Battistini prosegue: “Liedholm mi voleva regista largo. In pratica ero terzino destro, ma lui diceva così. Perché voleva la difesa alta. Baresi e Di Bartolomei centrali, Tassotti sull’altra fascia. Liedholm è uno degli allenatori più bravi e intelligenti che ho avuto: il più avanti, ci ha portato la zona. Per farmi stare tranquillo mi aveva battezzato regista largo. Ma dopo l’andata sono tornato a centrocampo. Ho segnato 5 gol, ma avevo un cattivo rapporto con Farina e mi hanno venduto alla Fiorentina. Io ed Evani eravamo arrivati insieme dalla Massese: avevamo 14 anni, costati 30 milioni di lire in due. Mi hanno venduto per sei miliardi. Buon investimento, direi“.

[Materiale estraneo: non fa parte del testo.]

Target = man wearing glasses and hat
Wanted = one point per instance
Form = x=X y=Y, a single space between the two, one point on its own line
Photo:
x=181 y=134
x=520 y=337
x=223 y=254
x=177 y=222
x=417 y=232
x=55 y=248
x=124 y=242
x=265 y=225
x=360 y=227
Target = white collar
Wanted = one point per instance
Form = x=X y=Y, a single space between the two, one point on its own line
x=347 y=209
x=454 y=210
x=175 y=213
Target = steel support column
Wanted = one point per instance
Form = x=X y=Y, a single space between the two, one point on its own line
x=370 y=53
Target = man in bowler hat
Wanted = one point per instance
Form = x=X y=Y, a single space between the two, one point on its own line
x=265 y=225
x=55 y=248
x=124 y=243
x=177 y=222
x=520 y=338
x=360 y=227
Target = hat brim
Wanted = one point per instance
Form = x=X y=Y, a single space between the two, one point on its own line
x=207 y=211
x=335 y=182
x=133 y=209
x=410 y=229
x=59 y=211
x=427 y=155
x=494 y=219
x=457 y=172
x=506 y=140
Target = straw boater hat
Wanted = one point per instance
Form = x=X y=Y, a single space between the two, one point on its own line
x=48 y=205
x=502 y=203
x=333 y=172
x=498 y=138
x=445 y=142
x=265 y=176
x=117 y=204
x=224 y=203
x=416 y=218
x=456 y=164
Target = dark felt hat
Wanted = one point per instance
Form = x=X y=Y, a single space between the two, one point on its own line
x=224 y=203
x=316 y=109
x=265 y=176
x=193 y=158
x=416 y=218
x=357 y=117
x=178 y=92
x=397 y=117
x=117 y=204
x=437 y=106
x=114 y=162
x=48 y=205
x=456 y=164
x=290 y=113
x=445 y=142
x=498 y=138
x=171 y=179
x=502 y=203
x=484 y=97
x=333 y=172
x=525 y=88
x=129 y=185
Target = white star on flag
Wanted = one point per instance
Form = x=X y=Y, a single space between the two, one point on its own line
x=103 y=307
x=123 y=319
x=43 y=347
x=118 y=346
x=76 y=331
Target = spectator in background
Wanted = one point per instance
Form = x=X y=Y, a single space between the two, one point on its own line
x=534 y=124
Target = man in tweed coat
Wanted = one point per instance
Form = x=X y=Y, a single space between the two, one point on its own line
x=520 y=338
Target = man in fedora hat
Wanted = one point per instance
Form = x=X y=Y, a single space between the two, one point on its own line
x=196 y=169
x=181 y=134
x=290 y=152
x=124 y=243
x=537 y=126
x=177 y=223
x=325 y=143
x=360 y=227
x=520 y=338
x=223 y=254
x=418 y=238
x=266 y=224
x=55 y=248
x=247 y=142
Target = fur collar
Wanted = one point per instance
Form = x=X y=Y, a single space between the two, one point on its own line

Ancora Battistini: “La retrocessione in B? A 16-17 anni non stavo a pensare ai problemi enormi che c’erano in società, a cosa era stato combinato con il calcio scommesse. Vivevo in un sogno. Vedevo a Milanello Albertosi arrivare con la pelliccia, a Rivera sformavo le scarpe: era un onore per me. A quei tempi i materiali per le scarpe erano diversi, quelle nuove andavano usate prima per prendere la forma e toccava ai ragazzi metterle per i titolari e avere le vesciche. E ricordo ancora il debutto in Coppa Italia accanto a questi campioni. La seconda retrocessione fu dura, la squadra era buona. Avevo 18 anni ed ero nei 40 per il Mondiale ‘82, poi vinto. Ma quell’annata storta mi costò l’ingresso nei 22. La Mitropa Cup? L’Est era sotto l’influenza sovietica. Mondo sconosciuto per noi occidentali, uscivamo di sera e non c’era nessuno. Campi fangosi e buio alle 4. Dicevamo: dove siamo capitati?“.